Et puis, il y a des échéances à gérer à la fois en entreprise et au laboratoire assez indépendantes, même si parfois elles tombent en même temps. Pour cela je pense qu’il aurait été difficile de m’imposer un emploi du temps strict pour mener à bien à la fois mes recherches et répondre aux attentes de l’entreprise. Au début ce double statut peut être difficile à gérer. L’entreprise est en attente de résultats concrets, et une thèse peut sembler parfois assez éloignée des préoccupations de ses employés. Mais finalement, je me suis rapidement fait ma place. 

 

Qu’est-ce que ce prix décerné par SCOR représente pour ?


D’abord, SCOR est une très grosse entreprise d’assurance reconnue en France et en Europe. Elle propose chaque année de récompenser une thèse et un mémoire en actuariat. J’ai découvert le prix SCOR lorsque j’étais chez AXA. Certains de mes stagiaires postulaient au prix du meilleur mémoire. Ma thèse se situait plutôt à l’interface entre l’actuariat et l’économie, c’était plutôt à double tranchant, mais je me suis dit « pourquoi pas ».

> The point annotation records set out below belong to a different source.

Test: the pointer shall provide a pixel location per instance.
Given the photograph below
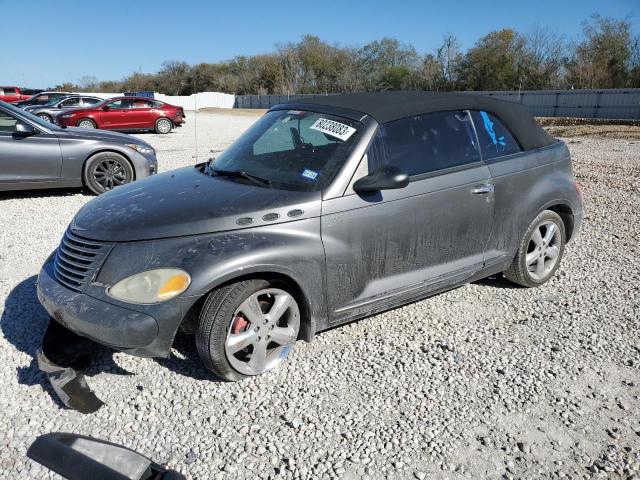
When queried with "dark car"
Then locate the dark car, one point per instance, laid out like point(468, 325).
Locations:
point(49, 111)
point(325, 211)
point(126, 114)
point(37, 154)
point(41, 98)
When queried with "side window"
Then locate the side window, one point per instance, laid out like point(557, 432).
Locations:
point(425, 143)
point(89, 102)
point(120, 104)
point(141, 104)
point(71, 102)
point(495, 139)
point(7, 122)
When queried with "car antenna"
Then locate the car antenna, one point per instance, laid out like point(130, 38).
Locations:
point(195, 115)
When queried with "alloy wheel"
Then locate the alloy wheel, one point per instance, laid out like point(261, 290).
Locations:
point(543, 250)
point(110, 173)
point(164, 126)
point(262, 331)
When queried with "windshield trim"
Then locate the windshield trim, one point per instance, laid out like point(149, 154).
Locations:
point(30, 118)
point(286, 181)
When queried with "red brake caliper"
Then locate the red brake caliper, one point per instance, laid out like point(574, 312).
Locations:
point(239, 324)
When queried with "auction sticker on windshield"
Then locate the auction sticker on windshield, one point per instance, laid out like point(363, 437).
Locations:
point(335, 129)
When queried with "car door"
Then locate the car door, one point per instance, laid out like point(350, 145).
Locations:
point(115, 117)
point(25, 159)
point(141, 115)
point(388, 247)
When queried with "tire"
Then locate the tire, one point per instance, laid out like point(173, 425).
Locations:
point(163, 126)
point(539, 252)
point(107, 170)
point(86, 123)
point(235, 344)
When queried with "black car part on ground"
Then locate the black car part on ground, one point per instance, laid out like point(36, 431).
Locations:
point(64, 354)
point(76, 457)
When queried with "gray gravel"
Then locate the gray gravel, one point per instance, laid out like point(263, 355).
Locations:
point(485, 381)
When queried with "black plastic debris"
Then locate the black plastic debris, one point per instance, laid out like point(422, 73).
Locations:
point(64, 354)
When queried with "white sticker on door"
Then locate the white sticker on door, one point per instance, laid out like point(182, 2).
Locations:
point(335, 129)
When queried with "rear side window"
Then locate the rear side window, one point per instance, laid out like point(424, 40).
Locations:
point(425, 143)
point(87, 102)
point(495, 139)
point(71, 102)
point(7, 122)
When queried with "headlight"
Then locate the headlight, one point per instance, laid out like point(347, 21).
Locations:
point(140, 148)
point(152, 286)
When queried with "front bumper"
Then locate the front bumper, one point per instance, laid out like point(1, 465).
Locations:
point(132, 331)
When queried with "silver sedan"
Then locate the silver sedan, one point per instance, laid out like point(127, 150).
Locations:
point(38, 154)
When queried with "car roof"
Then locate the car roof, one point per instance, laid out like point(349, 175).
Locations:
point(390, 106)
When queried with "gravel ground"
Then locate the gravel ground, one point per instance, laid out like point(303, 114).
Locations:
point(485, 381)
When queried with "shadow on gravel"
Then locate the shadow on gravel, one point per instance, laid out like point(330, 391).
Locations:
point(190, 364)
point(24, 323)
point(496, 281)
point(48, 192)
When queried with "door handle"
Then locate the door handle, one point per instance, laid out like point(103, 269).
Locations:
point(482, 189)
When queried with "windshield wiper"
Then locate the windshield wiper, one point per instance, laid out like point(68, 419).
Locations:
point(242, 174)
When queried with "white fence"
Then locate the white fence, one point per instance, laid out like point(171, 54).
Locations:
point(188, 102)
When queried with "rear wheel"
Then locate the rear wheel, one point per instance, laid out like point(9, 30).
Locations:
point(539, 252)
point(87, 123)
point(164, 125)
point(247, 328)
point(107, 170)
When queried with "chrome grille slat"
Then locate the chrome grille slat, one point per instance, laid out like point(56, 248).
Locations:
point(77, 260)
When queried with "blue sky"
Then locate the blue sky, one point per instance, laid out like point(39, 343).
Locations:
point(58, 41)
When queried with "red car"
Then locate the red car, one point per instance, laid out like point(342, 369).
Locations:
point(12, 94)
point(125, 113)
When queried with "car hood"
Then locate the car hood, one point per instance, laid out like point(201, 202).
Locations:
point(188, 202)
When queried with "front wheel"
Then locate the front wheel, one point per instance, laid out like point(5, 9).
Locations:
point(539, 252)
point(107, 170)
point(247, 328)
point(164, 125)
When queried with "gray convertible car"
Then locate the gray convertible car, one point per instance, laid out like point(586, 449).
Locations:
point(325, 211)
point(49, 111)
point(38, 154)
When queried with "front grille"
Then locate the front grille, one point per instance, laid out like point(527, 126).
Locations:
point(78, 259)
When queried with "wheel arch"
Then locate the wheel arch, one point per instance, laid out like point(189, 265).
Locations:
point(307, 325)
point(88, 118)
point(563, 209)
point(106, 150)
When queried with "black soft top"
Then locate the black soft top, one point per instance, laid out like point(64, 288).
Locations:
point(389, 106)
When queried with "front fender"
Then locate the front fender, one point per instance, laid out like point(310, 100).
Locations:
point(293, 249)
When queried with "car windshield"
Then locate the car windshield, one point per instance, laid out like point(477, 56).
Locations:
point(32, 118)
point(290, 149)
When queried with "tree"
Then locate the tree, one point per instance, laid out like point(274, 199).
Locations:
point(386, 64)
point(495, 62)
point(88, 83)
point(449, 58)
point(544, 59)
point(602, 59)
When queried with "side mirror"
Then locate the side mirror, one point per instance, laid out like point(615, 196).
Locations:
point(25, 129)
point(76, 457)
point(387, 177)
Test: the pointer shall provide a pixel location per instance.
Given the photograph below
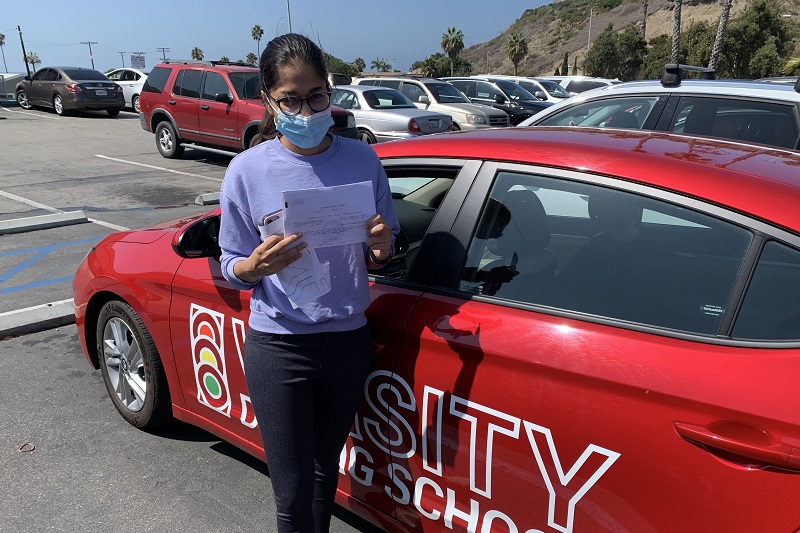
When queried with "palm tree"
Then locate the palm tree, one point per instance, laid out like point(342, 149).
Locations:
point(33, 58)
point(792, 66)
point(257, 33)
point(517, 49)
point(676, 32)
point(452, 44)
point(723, 22)
point(2, 44)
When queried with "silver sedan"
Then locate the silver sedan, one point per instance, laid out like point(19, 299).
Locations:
point(384, 114)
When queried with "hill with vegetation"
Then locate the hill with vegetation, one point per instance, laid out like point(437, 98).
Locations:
point(568, 26)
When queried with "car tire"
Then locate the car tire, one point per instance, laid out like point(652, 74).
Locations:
point(167, 141)
point(366, 136)
point(58, 105)
point(131, 367)
point(22, 100)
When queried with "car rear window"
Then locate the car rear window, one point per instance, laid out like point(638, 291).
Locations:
point(156, 80)
point(85, 75)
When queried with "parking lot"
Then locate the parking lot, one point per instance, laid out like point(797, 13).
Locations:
point(89, 175)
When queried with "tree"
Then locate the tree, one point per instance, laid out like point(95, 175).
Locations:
point(516, 49)
point(676, 32)
point(2, 44)
point(723, 23)
point(257, 33)
point(452, 45)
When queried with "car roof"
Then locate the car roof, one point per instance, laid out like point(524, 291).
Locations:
point(760, 181)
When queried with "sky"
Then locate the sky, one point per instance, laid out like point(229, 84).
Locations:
point(399, 32)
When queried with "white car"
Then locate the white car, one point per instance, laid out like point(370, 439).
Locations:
point(748, 111)
point(436, 95)
point(131, 80)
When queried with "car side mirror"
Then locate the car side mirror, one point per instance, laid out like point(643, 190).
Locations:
point(199, 239)
point(223, 97)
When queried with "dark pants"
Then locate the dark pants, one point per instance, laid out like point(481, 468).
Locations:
point(305, 390)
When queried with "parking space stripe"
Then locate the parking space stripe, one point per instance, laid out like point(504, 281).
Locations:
point(158, 168)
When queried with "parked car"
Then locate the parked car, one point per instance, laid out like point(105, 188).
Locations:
point(583, 330)
point(579, 84)
point(501, 94)
point(767, 113)
point(431, 94)
point(131, 80)
point(213, 104)
point(70, 88)
point(546, 90)
point(384, 114)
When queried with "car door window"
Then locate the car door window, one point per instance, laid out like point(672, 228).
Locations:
point(215, 84)
point(771, 307)
point(188, 83)
point(604, 252)
point(744, 120)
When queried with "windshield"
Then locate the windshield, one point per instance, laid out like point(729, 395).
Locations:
point(245, 84)
point(387, 99)
point(444, 93)
point(554, 89)
point(514, 91)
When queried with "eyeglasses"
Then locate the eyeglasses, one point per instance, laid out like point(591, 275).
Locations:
point(292, 105)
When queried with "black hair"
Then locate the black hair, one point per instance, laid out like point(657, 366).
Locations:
point(280, 52)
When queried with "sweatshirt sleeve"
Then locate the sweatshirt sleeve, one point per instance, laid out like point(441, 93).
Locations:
point(237, 239)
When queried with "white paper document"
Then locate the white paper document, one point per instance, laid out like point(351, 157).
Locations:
point(329, 216)
point(303, 281)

Quand j’ai appris que j’avais eu le prix, j’étais très honorée. Personnellement j’ai adoré mes années de thèse. Mais c’est toujours difficile de se faire une idée de la qualité et de l’intérêt de son travail. Ce prix me montre que des professionnels comme des académiques, qui composent le jury, ont vu un intérêt dans ma thèse, ce qui est vraiment gratifiant. Ce prix, c’est une certaine reconnaissance d’un travail de recherche pluridisciplinaire, qui se situe à l’interface ente actuariat et économie comportementale. C’est très encourageant pour recherches futures.

 

Quelles sont tes perspectives depuis la fin de ta thèse ?


Après un an et demi de post-doctorat au laboratoire SAF, j’ai obtenu un poste en janvier de visiting assistant professor aux Etats-Unis, à UCSB (University of California, Santa Barbara). C’est une bonne opportunité, ça permet aussi de montrer que je peux travailler dans d’autres environnements, mais j’aimerais bien ensuite obtenir un poste d’enseignante chercheuse en France. J’ai beaucoup aimé enseigner en parallèle de ma thèse. C’est stimulant de montrer aux étudiants que les outils statistiques et mathématiques que l’on apprend en cours peuvent réellement être utilisés sur des problématiques bien concrètes, et notamment le comportement humain.